Since chaotic systems have inherent properties of ergodicity, pseudo-randomness, and sensitivity to initial conditions and control parameters, many chaos-based cryptosystems were proposed in the past decade [24,25,26,27,28]. For example, Li et al. proposed to utilize the Arnold transform to scramble the pixels in the local area of the complex function composed of two original images, and then conducted the gyrator transform operation to encrypt the scrambled image [24]. Sui et al. developed a double-image encryption algorithm with discrete fractional random transformation and logistic mapping. In the proposed algorithm, the logistic mapping was applied to the diffusion process such that the correlation between adjacent bit planes could be reduced [25]. Lang et al. designed an asymmetric optical color image encryption algorithm using compressed sensing and quantum logistic mapping. In this algorithm, compressed sensing was explored to reduce data transmission, and quantum chaotic mapping was utilized to generate random phase masks [26]. Huang et al. designed a nonlinear multi-image encryption algorithm with a chaotic system and two-dimensional (2-D) linear regular transformation. This algorithm could encrypt images in the space domain and frequency domain and compress multiple images into a small amount of data [27]. Additionally, Abd El Atty et al. developed a novel optical encryption method using the quantum walk and a DRPE system, where the quantum walk was applied for generating the two random masks used in the DRPE system and the permutation and diffusion of an original image as well [28]. From the above research results, it can be seen that the application of chaotic systems in cryptography is in the ascendant.

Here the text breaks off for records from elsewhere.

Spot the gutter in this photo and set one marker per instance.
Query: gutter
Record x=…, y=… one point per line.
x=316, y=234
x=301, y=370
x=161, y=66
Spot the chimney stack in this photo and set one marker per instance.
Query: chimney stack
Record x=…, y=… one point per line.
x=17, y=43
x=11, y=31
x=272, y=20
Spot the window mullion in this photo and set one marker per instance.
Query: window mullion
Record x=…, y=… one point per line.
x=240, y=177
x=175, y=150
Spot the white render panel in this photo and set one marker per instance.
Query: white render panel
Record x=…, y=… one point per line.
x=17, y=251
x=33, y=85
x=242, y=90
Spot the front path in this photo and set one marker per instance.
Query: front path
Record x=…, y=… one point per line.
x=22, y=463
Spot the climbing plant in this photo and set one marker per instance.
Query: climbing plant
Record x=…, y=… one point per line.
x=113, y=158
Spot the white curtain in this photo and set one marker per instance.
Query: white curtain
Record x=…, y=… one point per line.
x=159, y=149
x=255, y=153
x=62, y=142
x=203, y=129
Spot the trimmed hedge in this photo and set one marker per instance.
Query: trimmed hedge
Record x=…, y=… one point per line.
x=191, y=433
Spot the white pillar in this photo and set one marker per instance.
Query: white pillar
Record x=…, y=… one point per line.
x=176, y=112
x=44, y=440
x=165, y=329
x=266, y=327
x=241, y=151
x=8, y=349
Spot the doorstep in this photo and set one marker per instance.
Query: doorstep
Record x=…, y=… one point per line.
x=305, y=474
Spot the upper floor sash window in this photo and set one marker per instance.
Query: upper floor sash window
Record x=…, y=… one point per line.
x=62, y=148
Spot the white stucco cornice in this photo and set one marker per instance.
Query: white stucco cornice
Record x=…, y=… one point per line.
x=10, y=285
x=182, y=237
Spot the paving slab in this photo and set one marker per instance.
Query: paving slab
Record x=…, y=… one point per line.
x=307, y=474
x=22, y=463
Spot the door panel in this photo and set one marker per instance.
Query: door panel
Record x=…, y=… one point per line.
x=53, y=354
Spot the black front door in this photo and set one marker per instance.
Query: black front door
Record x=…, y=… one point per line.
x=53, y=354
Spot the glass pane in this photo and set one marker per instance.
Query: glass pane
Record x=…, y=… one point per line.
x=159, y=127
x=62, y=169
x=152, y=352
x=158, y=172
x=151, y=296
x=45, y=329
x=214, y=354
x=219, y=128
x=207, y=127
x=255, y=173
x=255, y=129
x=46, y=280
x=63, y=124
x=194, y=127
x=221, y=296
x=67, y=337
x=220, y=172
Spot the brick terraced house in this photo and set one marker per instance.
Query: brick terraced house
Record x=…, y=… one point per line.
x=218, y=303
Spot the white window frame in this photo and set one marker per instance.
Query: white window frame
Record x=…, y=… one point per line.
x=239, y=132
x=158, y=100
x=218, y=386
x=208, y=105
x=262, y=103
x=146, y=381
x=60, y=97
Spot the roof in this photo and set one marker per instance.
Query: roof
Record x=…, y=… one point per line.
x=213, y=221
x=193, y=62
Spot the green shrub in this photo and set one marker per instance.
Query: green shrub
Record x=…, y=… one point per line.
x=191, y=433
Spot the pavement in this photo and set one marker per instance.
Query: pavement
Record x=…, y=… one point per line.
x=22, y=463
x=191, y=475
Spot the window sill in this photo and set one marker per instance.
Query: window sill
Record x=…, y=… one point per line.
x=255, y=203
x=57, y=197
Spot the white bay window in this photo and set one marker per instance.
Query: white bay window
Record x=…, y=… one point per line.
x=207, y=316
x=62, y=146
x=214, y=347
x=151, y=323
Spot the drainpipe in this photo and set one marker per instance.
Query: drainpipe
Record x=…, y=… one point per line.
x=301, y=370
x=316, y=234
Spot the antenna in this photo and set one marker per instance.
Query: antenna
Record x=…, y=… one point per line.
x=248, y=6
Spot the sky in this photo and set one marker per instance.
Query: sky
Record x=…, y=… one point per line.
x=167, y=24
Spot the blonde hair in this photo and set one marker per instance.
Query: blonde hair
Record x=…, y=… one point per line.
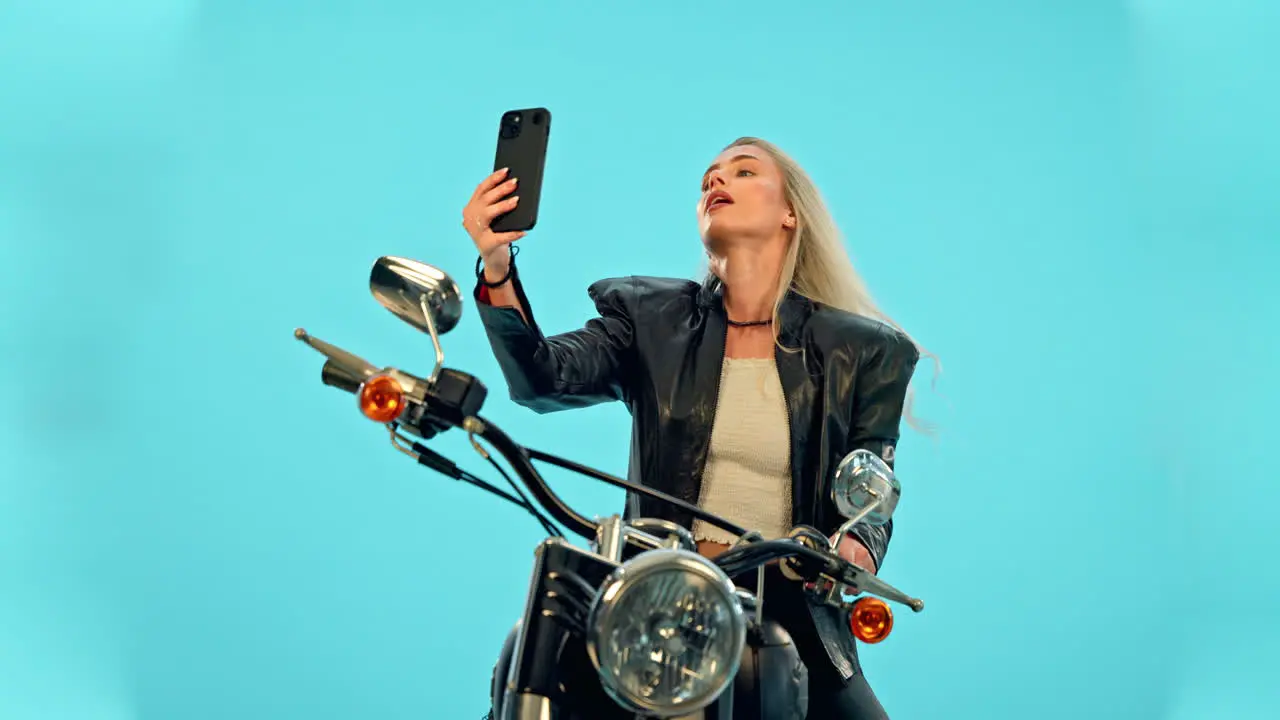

In encryption systems, an S-box is a crucial module that plays a significant role in confusion and diffusion in block cipher systems such as Advanced Encryption Standard (AES) and Data Encryption Standard (DES). An n × n S-box is a nonlinear map S: {0, 1}n → {0, 1}n, with {0, 1}n representing the vector spaces of n elements from GF(2) [29,30]. Traditional cryptography utilizes an algebraic method to construct an S-box to achieve a high degree of nonlinearity. However, the constructed S-box has weak differential performance and is vulnerable to algebraic attacks [31,32]. To tackle this issue, the researcher constructed many chaotic S-boxes [33,34,35,36,37,38,39,40,41,42,43,44,45,46,47,48,49,50,51,52,53,54,55]. In 2001, Jakimoski et al. first constructed an S-box based on discrete chaotic systems [33]. Since then, various chaotic S-box construction methods were proposed based on discrete-time chaotic systems [34,35,36,43,45,50,53,54,55], continuous-time chaotic systems [37,38,39,40,41,42,44], hyper chaotic systems [46,47], and joint optimization and chaotic systems [48,49,51,52]. The computational complexity of optimally generating S-boxes is highest, followed by high-dimensional continuous-time chaotic systems, and low-dimensional discrete chaotic systems is the lowest. Therefore, the generation of S-boxes for low-dimensional discrete chaotic systems has received extensive attention.

Recently, some image encryption algorithms using chaotic S-Boxes have been proposed [56,57,58,59,60,61,62,63]. For example, Zhang et al. developed an efficient chaotic image encryption scheme using alternate circular S-boxes with the chaotic S-boxes being produced by the Chen chaotic system [56]. Belazi et al. introduced a novel image encryption scheme based on a substitution-permutation structure and a chaotic S-box constructed by the logistic-sine map [57]. Lu et al. proposed an image encryption algorithm using a chaotic S-box generated by the discrete compound chaotic map [58]. The performance analysis showed that the proposed encryption algorithm exhibited outstanding diffusion and confusion properties. Idrees et al. proposed a cryptosystem using a substitution-permutation network, where the S-box was constructed by the chaotic sine map [59]. Wang et al. developed a novel image encryption scheme employing a spatiotemporal chaos-based dynamic S-box and random blocks [60]. This S-box was constructed using one-dimensional (1-D) and 2-D chaos mapping and DNA sequencing [61]. Simulation results showed that the proposed algorithm had the ability to resist many kinds of attacks. Ali et al. utilized the generated S-box by PWLCM, the tent logistic system, to design a novel image encryption scheme [62]. In addition, Deb et al. proposed a new algorithm with key-dependent bijective S-Boxes under a 2-D Henon-map [63]. The performance analysis showed that this algorithm achieved good confusion and diffusion capabilities. Therefore, encrypting images based on chaotic S-boxes can produce good encryption effects.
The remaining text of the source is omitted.